We wrote a whole section on nexus in Smart Business Stupid Business. If you can’t avoid it, you’re going to have to plan how to minimize the tax impact on your business. Your best defense is a good offense, but that means understanding the playing field and learning the rules of the game.



  • Grant Bullock May 1st, 2010 5:52 am

    Thank you for sharing the Information. As a new Internet business owner it’s great to network with others on subjects and issues of importance.

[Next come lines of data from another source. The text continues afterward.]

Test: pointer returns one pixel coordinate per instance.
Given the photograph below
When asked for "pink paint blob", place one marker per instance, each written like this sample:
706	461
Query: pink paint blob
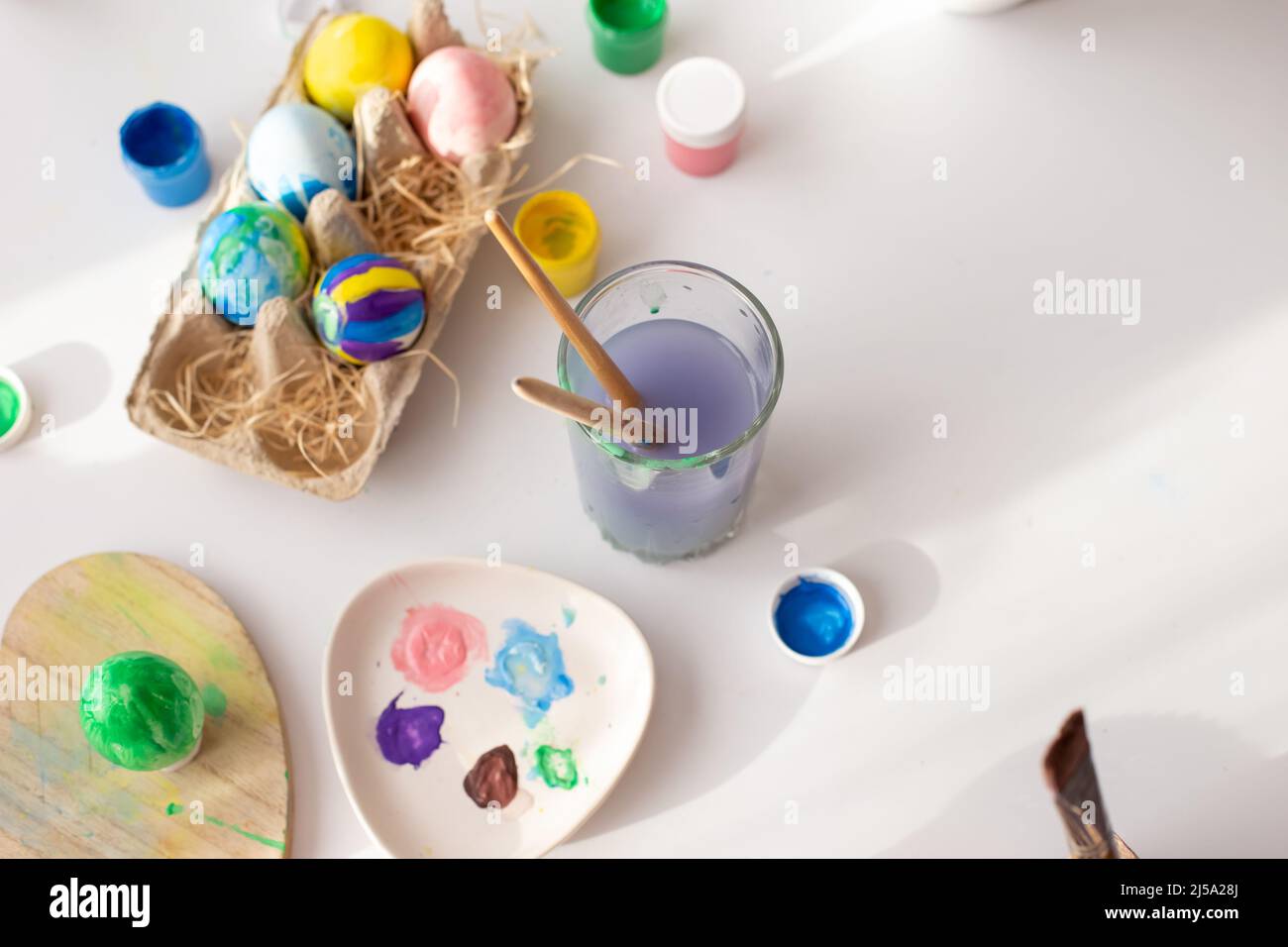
462	103
436	646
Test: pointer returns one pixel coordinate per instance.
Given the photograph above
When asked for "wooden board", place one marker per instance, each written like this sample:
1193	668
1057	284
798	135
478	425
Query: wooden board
60	799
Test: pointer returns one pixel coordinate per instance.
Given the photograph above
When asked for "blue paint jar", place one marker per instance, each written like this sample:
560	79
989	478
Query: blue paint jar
816	616
163	149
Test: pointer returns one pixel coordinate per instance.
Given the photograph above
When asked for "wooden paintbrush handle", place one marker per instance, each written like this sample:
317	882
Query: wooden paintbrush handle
555	398
604	368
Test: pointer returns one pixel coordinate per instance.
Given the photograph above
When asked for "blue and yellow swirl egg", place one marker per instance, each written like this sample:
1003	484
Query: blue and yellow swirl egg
368	308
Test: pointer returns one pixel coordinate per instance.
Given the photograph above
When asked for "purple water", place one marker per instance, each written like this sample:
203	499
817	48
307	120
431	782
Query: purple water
675	364
664	514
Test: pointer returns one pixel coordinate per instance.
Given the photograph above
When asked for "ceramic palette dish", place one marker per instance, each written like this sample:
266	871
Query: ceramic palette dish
443	677
58	799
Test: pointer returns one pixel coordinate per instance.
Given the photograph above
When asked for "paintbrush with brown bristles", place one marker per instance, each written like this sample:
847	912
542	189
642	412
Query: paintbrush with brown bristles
1072	777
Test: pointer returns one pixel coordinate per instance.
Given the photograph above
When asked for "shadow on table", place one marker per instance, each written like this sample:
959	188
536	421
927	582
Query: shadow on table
65	381
697	741
1175	788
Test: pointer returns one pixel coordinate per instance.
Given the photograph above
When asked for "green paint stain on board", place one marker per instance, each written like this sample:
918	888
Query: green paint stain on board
261	839
175	808
11	405
215	699
557	767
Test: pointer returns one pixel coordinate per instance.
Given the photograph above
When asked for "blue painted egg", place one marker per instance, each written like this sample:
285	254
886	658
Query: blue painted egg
252	254
368	308
297	150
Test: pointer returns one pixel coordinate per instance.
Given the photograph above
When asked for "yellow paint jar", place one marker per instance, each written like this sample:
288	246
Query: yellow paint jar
562	234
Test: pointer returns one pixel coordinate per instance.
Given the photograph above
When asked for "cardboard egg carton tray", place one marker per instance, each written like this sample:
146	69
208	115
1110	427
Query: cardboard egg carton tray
188	326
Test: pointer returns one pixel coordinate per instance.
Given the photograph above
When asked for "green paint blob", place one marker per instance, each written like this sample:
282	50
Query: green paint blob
11	406
557	767
215	699
141	711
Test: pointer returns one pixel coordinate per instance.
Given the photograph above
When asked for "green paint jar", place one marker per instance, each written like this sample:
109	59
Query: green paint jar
626	35
14	408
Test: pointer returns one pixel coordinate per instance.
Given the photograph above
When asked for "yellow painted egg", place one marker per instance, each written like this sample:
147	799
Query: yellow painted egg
352	54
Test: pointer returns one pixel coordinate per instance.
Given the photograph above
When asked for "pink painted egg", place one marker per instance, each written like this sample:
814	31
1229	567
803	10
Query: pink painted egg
462	103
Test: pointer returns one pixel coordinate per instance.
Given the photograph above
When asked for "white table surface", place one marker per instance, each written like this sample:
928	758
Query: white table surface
915	299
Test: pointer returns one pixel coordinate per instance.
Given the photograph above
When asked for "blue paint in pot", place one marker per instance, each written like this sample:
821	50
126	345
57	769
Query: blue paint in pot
812	618
162	147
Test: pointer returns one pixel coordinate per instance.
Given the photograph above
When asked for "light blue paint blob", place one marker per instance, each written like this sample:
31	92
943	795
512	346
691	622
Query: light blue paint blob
812	618
529	667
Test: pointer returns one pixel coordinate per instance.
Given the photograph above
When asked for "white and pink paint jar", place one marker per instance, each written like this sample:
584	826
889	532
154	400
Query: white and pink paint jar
700	103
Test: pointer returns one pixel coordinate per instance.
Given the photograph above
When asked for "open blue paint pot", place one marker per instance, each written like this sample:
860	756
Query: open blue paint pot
163	149
816	616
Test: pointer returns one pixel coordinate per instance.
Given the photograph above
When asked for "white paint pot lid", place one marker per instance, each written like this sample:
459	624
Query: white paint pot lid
700	102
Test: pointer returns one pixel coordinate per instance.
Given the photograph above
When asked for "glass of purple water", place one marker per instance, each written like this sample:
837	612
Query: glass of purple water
695	341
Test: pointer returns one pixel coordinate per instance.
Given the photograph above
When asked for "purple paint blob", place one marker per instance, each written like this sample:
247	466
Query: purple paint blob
408	735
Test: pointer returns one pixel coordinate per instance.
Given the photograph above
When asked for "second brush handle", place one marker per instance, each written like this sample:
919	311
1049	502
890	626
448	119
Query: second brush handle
604	368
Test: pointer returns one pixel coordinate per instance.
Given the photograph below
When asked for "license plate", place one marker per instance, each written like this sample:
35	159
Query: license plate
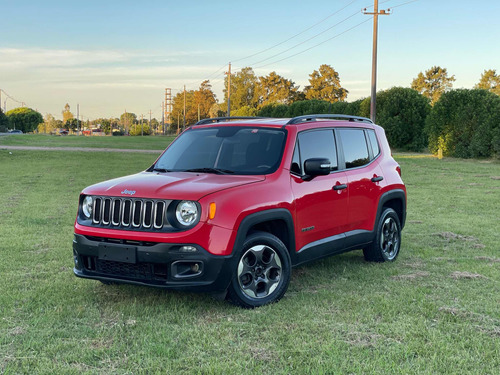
126	254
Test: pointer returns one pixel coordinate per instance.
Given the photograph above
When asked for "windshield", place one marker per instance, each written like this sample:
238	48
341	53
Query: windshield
225	150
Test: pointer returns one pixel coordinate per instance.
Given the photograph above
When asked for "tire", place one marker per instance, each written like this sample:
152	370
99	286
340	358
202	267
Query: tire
387	242
262	271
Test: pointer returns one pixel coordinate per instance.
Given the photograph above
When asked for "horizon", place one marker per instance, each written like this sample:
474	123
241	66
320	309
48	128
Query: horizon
120	56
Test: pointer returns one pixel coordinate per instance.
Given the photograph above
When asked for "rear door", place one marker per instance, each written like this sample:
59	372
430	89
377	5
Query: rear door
321	203
363	177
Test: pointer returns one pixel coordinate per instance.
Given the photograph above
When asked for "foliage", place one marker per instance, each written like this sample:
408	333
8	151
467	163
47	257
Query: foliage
433	311
204	99
139	129
245	111
244	89
325	85
276	89
49	124
67	115
490	81
72	124
433	83
466	124
24	118
128	119
4	122
402	112
217	110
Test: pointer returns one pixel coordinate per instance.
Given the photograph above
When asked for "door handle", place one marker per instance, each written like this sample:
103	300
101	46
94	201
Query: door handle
340	187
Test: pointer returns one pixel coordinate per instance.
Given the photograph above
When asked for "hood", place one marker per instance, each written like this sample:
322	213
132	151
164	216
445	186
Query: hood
171	185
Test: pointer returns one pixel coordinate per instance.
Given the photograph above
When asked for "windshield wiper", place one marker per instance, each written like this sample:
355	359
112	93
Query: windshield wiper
162	170
210	170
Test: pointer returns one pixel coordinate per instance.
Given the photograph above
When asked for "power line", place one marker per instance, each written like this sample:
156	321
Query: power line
400	5
307	40
316	45
11	98
294	36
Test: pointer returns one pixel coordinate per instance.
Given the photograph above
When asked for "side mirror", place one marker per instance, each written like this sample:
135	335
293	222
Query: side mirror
316	167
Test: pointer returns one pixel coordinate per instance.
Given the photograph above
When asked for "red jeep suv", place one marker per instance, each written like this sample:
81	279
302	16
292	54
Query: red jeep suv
234	203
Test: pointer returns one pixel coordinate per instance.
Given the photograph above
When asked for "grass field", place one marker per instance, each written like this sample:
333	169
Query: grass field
45	140
435	310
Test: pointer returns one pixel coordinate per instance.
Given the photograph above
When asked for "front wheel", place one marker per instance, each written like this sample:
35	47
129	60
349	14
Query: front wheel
262	272
387	242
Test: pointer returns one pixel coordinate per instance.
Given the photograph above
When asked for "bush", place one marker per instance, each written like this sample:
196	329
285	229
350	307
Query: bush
402	113
245	111
138	129
3	122
25	119
465	123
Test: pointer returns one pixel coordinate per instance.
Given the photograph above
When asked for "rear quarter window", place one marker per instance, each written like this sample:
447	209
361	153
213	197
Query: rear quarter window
355	147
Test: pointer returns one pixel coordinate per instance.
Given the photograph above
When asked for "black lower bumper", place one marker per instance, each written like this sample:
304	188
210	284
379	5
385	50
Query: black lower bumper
161	265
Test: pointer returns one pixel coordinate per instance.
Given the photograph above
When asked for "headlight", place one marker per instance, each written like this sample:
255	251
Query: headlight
87	206
186	213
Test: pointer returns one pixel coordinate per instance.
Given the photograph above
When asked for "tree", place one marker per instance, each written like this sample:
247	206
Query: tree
402	112
217	110
71	124
178	109
67	115
490	81
243	89
3	122
466	124
276	89
24	118
433	83
139	129
128	119
204	99
325	85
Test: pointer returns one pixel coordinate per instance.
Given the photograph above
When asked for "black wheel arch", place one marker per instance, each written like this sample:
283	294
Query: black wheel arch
277	221
395	199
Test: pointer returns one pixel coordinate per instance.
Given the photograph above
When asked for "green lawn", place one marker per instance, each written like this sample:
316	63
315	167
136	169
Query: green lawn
45	140
435	310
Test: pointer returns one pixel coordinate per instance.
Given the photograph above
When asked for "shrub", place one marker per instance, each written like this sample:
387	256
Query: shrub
138	129
23	118
465	123
402	113
245	111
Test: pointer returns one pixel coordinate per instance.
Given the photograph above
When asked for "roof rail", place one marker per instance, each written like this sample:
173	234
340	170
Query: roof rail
225	119
307	118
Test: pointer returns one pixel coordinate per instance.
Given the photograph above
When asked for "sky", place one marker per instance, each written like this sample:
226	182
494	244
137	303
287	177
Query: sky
109	57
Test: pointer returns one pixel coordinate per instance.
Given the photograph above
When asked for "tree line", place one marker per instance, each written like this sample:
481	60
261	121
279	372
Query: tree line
429	113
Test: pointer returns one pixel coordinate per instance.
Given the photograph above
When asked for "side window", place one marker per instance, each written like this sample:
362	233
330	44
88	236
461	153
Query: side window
355	147
374	143
318	144
295	168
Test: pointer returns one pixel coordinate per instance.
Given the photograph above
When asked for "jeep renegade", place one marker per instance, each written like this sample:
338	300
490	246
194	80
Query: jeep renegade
234	203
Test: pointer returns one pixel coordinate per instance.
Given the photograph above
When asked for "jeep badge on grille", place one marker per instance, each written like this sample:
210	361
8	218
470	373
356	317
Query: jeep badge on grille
129	192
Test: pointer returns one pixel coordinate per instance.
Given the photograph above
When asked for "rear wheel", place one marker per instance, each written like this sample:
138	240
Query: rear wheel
262	272
387	242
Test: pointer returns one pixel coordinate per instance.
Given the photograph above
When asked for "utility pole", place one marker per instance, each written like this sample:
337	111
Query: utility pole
184	121
77	118
229	91
375	14
168	108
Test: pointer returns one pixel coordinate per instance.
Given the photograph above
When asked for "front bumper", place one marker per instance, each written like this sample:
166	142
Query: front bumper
154	264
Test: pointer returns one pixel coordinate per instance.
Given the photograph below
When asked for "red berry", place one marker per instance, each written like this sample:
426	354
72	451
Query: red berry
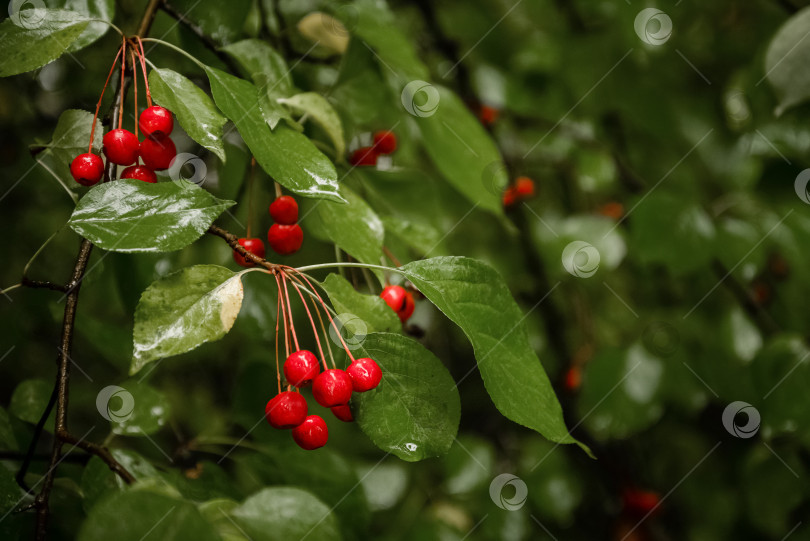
139	172
300	368
365	374
252	245
158	155
488	115
284	210
510	196
312	433
156	122
343	412
87	169
286	410
285	239
524	187
385	142
120	146
332	388
364	157
400	301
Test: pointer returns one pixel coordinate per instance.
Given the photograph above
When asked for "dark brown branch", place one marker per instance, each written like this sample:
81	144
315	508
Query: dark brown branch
233	242
195	29
61	434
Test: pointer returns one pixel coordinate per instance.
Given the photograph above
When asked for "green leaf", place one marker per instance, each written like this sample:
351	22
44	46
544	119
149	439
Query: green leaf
354	227
184	310
49	35
475	297
136	515
463	151
282	513
195	111
136	216
371	310
785	60
269	72
149	411
289	157
30	399
415	411
322	113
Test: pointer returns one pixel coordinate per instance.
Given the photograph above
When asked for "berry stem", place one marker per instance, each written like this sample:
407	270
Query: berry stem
142	56
312	322
98	105
134	90
123	71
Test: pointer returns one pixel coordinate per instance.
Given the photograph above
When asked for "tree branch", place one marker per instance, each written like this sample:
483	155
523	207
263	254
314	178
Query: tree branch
233	242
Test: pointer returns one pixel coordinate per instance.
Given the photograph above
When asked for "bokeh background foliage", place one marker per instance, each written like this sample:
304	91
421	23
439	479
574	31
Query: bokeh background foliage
698	301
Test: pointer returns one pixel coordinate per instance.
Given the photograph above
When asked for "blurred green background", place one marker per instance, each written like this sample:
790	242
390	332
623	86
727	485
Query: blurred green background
669	159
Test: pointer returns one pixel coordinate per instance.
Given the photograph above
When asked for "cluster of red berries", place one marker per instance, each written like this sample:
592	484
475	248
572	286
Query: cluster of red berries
331	388
121	146
400	300
523	188
385	142
284	237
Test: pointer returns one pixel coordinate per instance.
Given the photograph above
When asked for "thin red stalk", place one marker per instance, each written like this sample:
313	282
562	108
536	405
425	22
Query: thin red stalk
145	78
320	320
98	105
123	71
289	310
331	321
314	328
135	90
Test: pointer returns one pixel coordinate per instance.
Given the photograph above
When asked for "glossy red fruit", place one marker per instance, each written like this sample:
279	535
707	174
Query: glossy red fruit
87	169
365	374
524	187
252	245
156	122
139	172
332	388
285	239
120	146
364	157
400	300
312	433
385	142
286	410
300	368
158	155
343	412
284	210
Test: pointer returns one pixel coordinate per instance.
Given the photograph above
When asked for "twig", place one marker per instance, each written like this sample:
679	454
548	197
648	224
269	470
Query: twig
233	242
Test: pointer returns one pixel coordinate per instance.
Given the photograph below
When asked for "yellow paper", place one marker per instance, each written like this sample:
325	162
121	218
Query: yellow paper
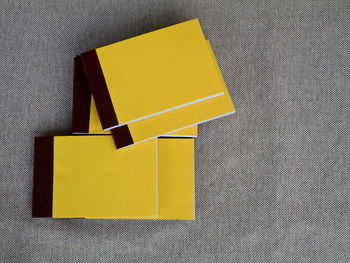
93	180
173	122
159	71
95	126
176	178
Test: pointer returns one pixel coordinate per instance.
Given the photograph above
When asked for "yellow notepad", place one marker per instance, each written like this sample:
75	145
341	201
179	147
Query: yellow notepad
84	177
151	74
173	122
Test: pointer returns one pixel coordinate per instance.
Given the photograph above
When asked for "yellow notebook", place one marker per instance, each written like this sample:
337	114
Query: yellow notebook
84	177
85	119
150	75
170	123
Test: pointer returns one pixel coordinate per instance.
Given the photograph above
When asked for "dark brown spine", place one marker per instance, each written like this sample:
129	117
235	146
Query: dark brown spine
81	99
43	177
98	87
122	136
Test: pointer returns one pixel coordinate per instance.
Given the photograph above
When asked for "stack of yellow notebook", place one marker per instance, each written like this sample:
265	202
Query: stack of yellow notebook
136	107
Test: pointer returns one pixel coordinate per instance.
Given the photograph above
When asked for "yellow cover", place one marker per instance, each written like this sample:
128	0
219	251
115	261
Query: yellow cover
92	179
176	178
158	72
174	122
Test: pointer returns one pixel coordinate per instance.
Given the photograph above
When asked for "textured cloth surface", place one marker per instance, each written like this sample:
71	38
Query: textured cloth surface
272	181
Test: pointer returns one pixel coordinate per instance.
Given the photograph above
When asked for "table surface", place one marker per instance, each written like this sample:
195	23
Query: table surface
272	181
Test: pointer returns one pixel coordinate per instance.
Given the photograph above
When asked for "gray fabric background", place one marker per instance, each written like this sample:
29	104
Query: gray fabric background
272	181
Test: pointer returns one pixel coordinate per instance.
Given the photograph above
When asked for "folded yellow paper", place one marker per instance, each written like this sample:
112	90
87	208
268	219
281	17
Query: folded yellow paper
85	177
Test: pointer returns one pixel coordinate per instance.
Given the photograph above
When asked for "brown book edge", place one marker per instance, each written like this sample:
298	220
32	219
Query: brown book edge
81	99
98	87
43	177
94	75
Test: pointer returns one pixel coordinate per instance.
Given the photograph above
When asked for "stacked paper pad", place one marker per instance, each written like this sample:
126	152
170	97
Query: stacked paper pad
136	106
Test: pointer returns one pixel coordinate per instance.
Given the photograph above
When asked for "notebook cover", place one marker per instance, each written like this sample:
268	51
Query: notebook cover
151	74
84	176
173	121
71	181
85	119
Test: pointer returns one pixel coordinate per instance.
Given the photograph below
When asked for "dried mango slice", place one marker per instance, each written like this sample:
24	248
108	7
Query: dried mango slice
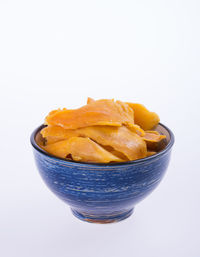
143	117
81	149
149	153
54	134
154	141
101	112
121	139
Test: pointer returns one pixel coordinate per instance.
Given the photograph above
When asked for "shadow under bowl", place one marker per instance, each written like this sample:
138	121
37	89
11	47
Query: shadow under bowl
102	193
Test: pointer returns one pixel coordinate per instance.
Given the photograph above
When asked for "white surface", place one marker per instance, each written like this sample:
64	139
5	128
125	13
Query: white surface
55	54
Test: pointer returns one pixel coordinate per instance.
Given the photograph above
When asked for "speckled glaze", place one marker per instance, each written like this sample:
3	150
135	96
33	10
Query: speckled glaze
102	193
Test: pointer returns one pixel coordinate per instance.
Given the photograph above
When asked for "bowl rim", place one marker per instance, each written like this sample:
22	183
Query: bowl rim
142	160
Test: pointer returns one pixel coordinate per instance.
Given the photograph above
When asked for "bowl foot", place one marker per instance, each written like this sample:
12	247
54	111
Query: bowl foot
102	219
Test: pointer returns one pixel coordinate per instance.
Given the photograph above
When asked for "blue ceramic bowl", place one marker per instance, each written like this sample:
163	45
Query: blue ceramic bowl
102	193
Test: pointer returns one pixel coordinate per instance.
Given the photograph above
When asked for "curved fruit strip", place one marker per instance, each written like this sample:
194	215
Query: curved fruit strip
81	149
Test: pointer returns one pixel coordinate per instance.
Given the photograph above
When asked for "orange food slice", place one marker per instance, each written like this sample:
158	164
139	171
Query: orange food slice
121	139
154	141
81	149
143	117
101	112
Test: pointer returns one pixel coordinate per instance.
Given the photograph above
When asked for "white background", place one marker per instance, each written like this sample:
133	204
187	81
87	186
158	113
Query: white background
56	53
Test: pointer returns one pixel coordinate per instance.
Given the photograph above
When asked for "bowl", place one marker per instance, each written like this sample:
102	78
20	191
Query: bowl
102	193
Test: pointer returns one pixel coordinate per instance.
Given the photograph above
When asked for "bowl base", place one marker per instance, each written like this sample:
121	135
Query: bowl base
102	219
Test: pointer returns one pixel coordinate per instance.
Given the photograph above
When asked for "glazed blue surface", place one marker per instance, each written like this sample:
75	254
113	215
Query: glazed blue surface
101	193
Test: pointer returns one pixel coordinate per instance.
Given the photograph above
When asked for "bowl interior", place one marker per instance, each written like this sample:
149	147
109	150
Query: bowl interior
162	129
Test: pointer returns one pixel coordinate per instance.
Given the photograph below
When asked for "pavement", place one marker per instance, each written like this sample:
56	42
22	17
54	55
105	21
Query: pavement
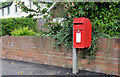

  • Megan Hughes May 1st, 2010 8:50 am

    Grant, you’re welcome! If you want to learn more about nexus and sales tax issues on the Internet, we’ve got a couple of ways to do that. There is lots of information over at our other website,, plus Diane and I are doing a seminar on May 5th, at 1pm PST on Internet tax issues. It’s free, and you can sign up over at

  • Rich Kent June 29th, 2011 1:14 pm

    Good explanation of Nexus Laws, thanks. – I found this article as I just received notification from today that pending Jerry Brown signing nexus laws in California, Amazon will be terminating it’s affiliate program in the state. It looks like Jerry will definitely sign, so no more Amazon affiliate program for me unfortunately.

  • Megan Hughes June 29th, 2011 4:27 pm

    Hi Rich,

    Thanks for your comment. I was dismayed to see the 3 different Internet tax bills get through CA, especially after Gov. Brown vetoed the first budget just last week. I think a lot of people will be hurt by this and the amount of money raised won’t come close to the $200 or $315 million figures I keep reading about.

    I’m also hearing lots of people tell me they’re voting with their feet and heading for Nevada or elsewhere, into a state that doesn’t have an Internet tax problem.